Rô`sh Hashonoh est effectivement une fête contradictoire. D'un côté, Rô`sh Hashonoh est un Yôm Tôv, ce qui nous obligerait à prendre des repas de fête. Mais de l'autre côté, Rô`sh Hashonoh est également un jour de prière, de jugement et de repentance, ce qui nous obligerait alors à jeûner. Nous sommes tirés vers deux directions opposées à Rô`sh Hashonoh. Le Haggohôth Maymôniyôth5 ז״ל cite l'opinion du Rov Natrôna`y Go`ôn ז״ל (Rov Natrôna`y bar Rov Hilla`y, deuxième moitié du 9ème siècle) selon qui il serait recommandé de jeûner à Rô`sh Hashonoh, ainsi qu'à Shabboth Shouvoh (le Shabboth qui précède Yôm Hakkippourim).
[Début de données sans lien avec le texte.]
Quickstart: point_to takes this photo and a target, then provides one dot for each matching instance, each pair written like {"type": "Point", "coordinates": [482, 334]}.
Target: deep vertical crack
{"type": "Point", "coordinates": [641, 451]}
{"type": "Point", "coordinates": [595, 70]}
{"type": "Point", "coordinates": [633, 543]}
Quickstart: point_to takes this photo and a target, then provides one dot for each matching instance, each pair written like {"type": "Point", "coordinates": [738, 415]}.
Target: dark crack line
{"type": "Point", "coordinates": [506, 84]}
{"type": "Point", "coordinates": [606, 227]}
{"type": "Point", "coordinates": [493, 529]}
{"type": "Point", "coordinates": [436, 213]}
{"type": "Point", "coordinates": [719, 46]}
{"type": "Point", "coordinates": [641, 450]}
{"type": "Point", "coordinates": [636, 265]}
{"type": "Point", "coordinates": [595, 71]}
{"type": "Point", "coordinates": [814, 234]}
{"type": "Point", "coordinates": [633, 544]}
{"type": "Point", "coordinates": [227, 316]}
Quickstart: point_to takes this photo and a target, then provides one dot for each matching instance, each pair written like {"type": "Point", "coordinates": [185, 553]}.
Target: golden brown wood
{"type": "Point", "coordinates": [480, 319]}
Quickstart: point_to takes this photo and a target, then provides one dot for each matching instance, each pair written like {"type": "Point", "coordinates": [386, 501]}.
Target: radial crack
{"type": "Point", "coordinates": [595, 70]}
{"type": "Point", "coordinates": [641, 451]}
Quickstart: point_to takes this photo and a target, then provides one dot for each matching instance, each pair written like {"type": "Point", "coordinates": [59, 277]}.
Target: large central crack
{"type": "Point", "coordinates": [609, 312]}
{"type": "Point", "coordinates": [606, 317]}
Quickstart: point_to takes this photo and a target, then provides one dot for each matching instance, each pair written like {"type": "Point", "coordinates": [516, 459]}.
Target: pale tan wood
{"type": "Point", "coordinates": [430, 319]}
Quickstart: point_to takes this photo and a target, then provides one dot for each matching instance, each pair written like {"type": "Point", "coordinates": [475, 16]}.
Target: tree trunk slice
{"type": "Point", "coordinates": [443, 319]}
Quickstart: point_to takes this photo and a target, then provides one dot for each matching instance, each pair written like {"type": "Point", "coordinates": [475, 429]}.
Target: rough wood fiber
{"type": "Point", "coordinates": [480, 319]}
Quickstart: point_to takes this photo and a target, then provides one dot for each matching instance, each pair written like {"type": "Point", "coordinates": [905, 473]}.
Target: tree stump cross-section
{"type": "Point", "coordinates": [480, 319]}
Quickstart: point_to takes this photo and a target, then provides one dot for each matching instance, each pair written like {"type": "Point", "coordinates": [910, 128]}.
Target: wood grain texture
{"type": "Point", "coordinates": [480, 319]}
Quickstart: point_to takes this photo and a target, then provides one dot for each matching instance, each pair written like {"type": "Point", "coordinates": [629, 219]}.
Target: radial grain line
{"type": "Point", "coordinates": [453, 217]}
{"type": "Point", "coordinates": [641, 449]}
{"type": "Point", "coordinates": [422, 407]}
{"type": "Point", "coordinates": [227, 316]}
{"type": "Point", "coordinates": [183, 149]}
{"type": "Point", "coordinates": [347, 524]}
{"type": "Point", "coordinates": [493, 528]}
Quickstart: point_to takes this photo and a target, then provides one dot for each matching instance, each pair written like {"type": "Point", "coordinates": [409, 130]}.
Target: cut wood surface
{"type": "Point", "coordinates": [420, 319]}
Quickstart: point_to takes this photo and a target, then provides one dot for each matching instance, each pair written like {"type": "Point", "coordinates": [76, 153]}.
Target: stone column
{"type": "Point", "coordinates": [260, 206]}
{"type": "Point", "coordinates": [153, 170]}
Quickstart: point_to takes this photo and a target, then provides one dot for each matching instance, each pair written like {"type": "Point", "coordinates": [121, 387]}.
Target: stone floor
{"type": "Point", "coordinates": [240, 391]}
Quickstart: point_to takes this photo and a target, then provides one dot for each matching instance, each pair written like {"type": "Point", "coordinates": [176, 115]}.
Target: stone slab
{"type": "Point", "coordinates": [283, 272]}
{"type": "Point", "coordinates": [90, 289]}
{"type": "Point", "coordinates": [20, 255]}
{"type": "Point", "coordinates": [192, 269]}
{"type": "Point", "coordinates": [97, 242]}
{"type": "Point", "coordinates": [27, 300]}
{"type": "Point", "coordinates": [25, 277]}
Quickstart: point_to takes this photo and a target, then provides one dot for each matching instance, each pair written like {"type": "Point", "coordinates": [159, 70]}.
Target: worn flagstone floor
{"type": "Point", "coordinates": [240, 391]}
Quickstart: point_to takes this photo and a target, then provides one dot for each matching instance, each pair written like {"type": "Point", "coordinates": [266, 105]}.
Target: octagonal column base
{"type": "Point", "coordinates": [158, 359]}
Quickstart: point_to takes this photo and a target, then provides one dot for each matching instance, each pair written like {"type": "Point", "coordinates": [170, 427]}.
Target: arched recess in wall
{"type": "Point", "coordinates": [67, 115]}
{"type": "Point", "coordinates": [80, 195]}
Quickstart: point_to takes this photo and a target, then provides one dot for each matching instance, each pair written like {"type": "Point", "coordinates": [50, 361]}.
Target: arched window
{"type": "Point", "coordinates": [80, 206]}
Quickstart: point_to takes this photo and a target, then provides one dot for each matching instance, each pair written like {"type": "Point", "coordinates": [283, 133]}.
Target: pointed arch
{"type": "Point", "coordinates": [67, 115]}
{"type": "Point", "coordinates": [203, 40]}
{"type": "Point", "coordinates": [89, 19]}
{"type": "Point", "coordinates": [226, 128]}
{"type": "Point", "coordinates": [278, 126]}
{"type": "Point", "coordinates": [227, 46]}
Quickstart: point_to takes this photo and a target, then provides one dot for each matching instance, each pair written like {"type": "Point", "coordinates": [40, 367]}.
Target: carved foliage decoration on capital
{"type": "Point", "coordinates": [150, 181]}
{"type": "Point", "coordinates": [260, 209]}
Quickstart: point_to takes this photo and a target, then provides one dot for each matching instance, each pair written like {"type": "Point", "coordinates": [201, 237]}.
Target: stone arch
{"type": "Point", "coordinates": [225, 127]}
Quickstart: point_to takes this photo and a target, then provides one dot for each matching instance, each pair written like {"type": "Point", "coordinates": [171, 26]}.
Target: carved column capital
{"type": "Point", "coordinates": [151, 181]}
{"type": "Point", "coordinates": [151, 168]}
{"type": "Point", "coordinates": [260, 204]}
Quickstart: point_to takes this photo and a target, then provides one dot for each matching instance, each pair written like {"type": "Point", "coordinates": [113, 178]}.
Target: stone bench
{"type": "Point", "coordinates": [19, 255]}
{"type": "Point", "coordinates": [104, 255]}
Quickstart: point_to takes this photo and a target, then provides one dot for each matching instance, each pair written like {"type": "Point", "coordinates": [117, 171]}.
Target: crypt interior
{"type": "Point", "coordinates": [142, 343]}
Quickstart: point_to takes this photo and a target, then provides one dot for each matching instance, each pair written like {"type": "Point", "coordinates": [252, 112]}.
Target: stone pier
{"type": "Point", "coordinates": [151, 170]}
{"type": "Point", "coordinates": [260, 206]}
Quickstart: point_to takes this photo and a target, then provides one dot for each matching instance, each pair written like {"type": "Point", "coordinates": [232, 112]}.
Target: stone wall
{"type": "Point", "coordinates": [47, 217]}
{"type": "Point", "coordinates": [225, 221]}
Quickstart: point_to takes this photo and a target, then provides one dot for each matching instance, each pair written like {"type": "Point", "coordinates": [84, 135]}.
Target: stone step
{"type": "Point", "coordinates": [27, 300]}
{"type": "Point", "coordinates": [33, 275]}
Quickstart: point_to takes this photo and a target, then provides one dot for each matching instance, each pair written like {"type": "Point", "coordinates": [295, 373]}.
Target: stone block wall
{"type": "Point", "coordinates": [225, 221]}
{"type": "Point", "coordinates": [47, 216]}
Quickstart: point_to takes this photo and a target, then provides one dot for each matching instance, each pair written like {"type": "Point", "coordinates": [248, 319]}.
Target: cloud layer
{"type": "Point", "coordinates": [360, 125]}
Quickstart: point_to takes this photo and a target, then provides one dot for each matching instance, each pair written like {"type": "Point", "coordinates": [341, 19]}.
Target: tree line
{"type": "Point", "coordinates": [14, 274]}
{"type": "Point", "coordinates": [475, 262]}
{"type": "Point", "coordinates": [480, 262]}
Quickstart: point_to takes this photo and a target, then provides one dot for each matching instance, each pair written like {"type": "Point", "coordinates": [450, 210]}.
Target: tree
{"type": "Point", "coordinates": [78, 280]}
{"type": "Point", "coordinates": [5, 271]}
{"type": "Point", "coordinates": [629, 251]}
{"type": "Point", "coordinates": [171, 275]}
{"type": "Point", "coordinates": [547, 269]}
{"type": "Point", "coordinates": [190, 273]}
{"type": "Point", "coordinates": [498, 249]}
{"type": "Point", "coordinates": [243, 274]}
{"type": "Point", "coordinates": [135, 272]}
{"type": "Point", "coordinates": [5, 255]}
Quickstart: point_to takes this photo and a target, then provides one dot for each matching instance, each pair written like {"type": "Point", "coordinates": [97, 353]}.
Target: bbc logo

Mais il rapporte également l'opinion divergente du Rov Hay Go`ôn et du Rov Nahshôn Go`ôn ז״ל (Rov Nahshôn ban Saddôq, qui succéda à son père à la tête de la Yashivoh de Souro`, de 874 à 882), parmi d'autres Ga`ônim, selon qui il est interdit de jeûner à Rô`sh Hashonoh. La version du traité Hôroyôth, selon quoi nous sommes censés regarder ces aliments, correspond à l'opinion de ceux qui soutiennent qu'il faut jeûner à Rô`sh Hashonoh, tandis que la version du traité Karithôth, selon quoi nous sommes censés consommer ces aliments, correspond à l'opinion de ceux qui soutiennent qu'il faut prendre des repas de fête à Rô`sh Hashonoh. Cette deuxième approche est bien exprimée dans le Shoulhon ´oroukh, où Rabbi Yôséph Qa`rô ז״ל écrit ceci6 :

Que l'homme s'habitue à consommer à Rô`sh Hashonoh du fenugrec, c'est-à-dire une plante verte appelée « Silqo` Tamri. » Et lorsqu'on mange du fenugrec, on doit dire « Que cela soit agréable devant Toi que nos mérites soient multipliés. »7 [Pour le] poireau : « [Que cela soit agréable devant Toi] que nos ennemis soient retranchés. »8 [Pour la] betterave : « [Que cela soit agréable devant Toi] que ceux qui nous haïssent soient frappés. »9 [Pour les] dattes : « [Que ce soit agréable devant Toi] que nos ennemis soient dépossédés. »10 [Et pour la] citrouille : « [Que cela soit agréable devant Toi] de déchirer le [mauvais] décret de notre jugement et que nos mérites soient proclamés devant Toi. »11
יהא אדם רגיל לאכול בראש השנה רוביא, דהיינו תלתן, כרתי, סילקא, תמרי, קרא. וכשיאכל רוביא, יאמר: יהי רצון שירבו זכיותינו. כרתי, יכרתו שונאינו. סלקא, יסתלקו אויבינו. תמרי, יתמו שונאינו. קרא, יקרע גזר דיננו ויקראו לפניך זכיותינו

Commentant ce passage du Shoulhon ´oroukh, le Ramo''` ז״ל rapporte la coutume des `ashkanazim de consommer d'autres aliments que ceux-là : des pommes trempées dans du miel, des grenades, de la viande, des aliments fris dans de l'huile et tout aliment au goût doux ou sucré. Tout cela se rapporte à l'avis de ceux qui soutiennent que l'on ne doit pas jeûner à Rô`sh Hashonoh, d'où le fait que Rabbi Yôséph Qa`rô reprend la version du traité Karithôth (« Que l'homme s'habitue à consommer ») et non celle du traité Hôroyôth (« Que l'homme s'habitue à regarder ») ! Notez également que Rabbi Yôséph Qa`rô n'emploie pas le langage d'une obligation, mais celle d'une recommandation. Il ne dit pas « Que l'homme consomme » mais « Que l'homme s'habitue à consommer » !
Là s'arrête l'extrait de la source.